The majority of patients had an ECOG performance score of 0 (81%) and stage III to IV disease (77%), and 42% of patients reporting having received 3 or more prior lines of therapy.
Samples of PB were collected on days 5, 7, 10, 14, 21, and 28 after CAR T-cell infusion, and then monthly until disease progression or 1 year after infusion. Flow cytometry was then used to assess the sample and find viable cells for study to determine the peak of the CAR T-cell treatment.
After 90 days, overall response rates in the axi-cel and tisa-cel groups were 59% (n = 16) and 58% (n = 15), respectively, including complete response rates of 48% (n = 13) and 58% (n = 15).
Researchers found that the kinetics of both therapies were similar by looking at the median time to peak expansion of T-cells (Tmax), which was 10 days for patients in both the tisa-cel and axi-cel arm. Investigators also calculated the median maximum concentration of CAR T cells in treated patients and at day 10 (C10) this number was at 25 cells (range, 12-82), while the overall median maximum of CAR T cells was at 54 (range, 25-104).
Area under the curve from day 0 to day 30 was calculated to be 123 (range, 55-248), and researchers found no significant difference in these areas when comparing the treatment arms. Moreover, researchers found that the area under the curve and maximum T cells at 10 days were strongly correlated (correlation score, 0.88; 95% CI, 0.79-0.92, P = .001), which showed that patients peaking at 10 days was a promising result.
“After considering other variables that could be associated with response, only C10 was associated with a significant, good response (P = .038) at day 90,” said Pennisi. “We then looked at patients that were considered responders at day 90 and we looked at the association of all kinetic parameters of expansion of CAR T cells, and we found that responders had significantly higher parameters compared to non-responders.”

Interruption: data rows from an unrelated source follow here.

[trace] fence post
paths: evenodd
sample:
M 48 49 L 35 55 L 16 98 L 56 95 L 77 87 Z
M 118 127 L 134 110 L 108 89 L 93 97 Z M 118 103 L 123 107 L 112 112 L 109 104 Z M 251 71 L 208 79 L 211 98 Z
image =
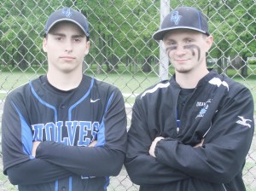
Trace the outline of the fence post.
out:
M 160 0 L 160 23 L 162 23 L 165 16 L 170 13 L 170 0 Z M 168 79 L 169 60 L 166 54 L 163 42 L 160 42 L 160 68 L 159 77 L 160 80 Z

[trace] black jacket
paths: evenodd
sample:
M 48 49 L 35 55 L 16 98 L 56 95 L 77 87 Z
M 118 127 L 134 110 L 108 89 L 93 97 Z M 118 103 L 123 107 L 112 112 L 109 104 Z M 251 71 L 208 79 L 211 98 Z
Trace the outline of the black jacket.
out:
M 211 71 L 184 105 L 175 76 L 138 96 L 128 131 L 125 167 L 145 191 L 245 191 L 242 169 L 254 130 L 248 89 Z M 148 154 L 152 142 L 164 136 Z M 205 139 L 200 148 L 194 148 Z

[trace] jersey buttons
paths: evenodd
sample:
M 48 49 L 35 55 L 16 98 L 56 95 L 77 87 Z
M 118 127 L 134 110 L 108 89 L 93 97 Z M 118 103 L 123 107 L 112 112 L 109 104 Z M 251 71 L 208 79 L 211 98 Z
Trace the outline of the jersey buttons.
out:
M 61 105 L 61 109 L 65 109 L 66 106 L 65 105 Z

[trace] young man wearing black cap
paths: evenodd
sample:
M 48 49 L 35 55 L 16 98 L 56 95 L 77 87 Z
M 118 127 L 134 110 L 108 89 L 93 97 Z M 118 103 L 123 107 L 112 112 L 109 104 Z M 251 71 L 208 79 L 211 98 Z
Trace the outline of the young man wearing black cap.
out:
M 125 163 L 131 181 L 141 191 L 245 191 L 253 101 L 248 89 L 207 68 L 206 17 L 177 8 L 153 38 L 163 40 L 175 74 L 136 99 Z
M 45 26 L 46 75 L 13 90 L 2 119 L 3 173 L 19 190 L 107 190 L 126 149 L 120 91 L 83 75 L 89 23 L 70 8 Z

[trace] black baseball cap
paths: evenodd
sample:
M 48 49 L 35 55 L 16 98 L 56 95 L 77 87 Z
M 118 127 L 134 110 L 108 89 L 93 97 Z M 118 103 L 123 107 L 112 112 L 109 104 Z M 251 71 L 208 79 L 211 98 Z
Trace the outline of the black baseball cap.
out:
M 44 27 L 44 35 L 48 34 L 49 30 L 55 24 L 62 21 L 69 21 L 76 24 L 84 32 L 87 39 L 90 39 L 89 22 L 86 17 L 80 12 L 74 10 L 72 8 L 62 8 L 51 14 Z
M 162 40 L 168 32 L 175 29 L 191 29 L 210 35 L 206 16 L 193 7 L 178 7 L 172 10 L 165 17 L 160 29 L 153 34 L 153 38 Z

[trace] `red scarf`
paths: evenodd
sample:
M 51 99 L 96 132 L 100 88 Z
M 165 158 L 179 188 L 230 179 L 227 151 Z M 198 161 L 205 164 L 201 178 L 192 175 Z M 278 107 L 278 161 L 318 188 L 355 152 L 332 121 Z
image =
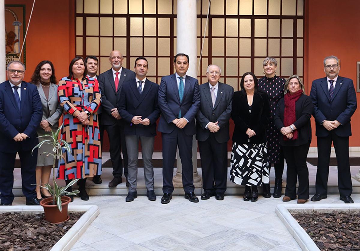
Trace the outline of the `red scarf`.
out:
M 295 103 L 302 94 L 302 90 L 299 90 L 292 95 L 288 92 L 284 96 L 285 107 L 284 109 L 284 125 L 285 127 L 289 126 L 296 121 Z M 292 133 L 291 139 L 297 139 L 297 130 L 295 130 Z M 284 140 L 288 140 L 289 139 L 284 135 Z

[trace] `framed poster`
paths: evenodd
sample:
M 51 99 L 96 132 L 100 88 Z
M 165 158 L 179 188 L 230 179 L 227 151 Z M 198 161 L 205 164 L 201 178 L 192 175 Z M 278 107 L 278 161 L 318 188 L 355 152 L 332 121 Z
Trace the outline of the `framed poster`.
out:
M 26 66 L 25 45 L 19 58 L 25 32 L 25 6 L 24 5 L 5 5 L 5 61 L 20 60 Z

Safety on these therapies was still manageable, with immune effector cell-associated neurotoxicity syndrome observed in only 5 patients, all of which were grade 1. Overall, 13 patients experienced grade of 2 or higher cytokine release syndrome, including 6 patients in the axi-cel arm and 7 in the tisa-cel arm. To treat these AEs 24 patients were given tocilizumab (13 in the axi-cel arm and 11 in the tisa-cel arm) and 17 were treated with steroids.
“We believe that C10 can represent an early biomarker to predict response and survival in vivo on an individual patient level. However, further studies on larger populations are warranted to validate our results,” Pennisi concluded.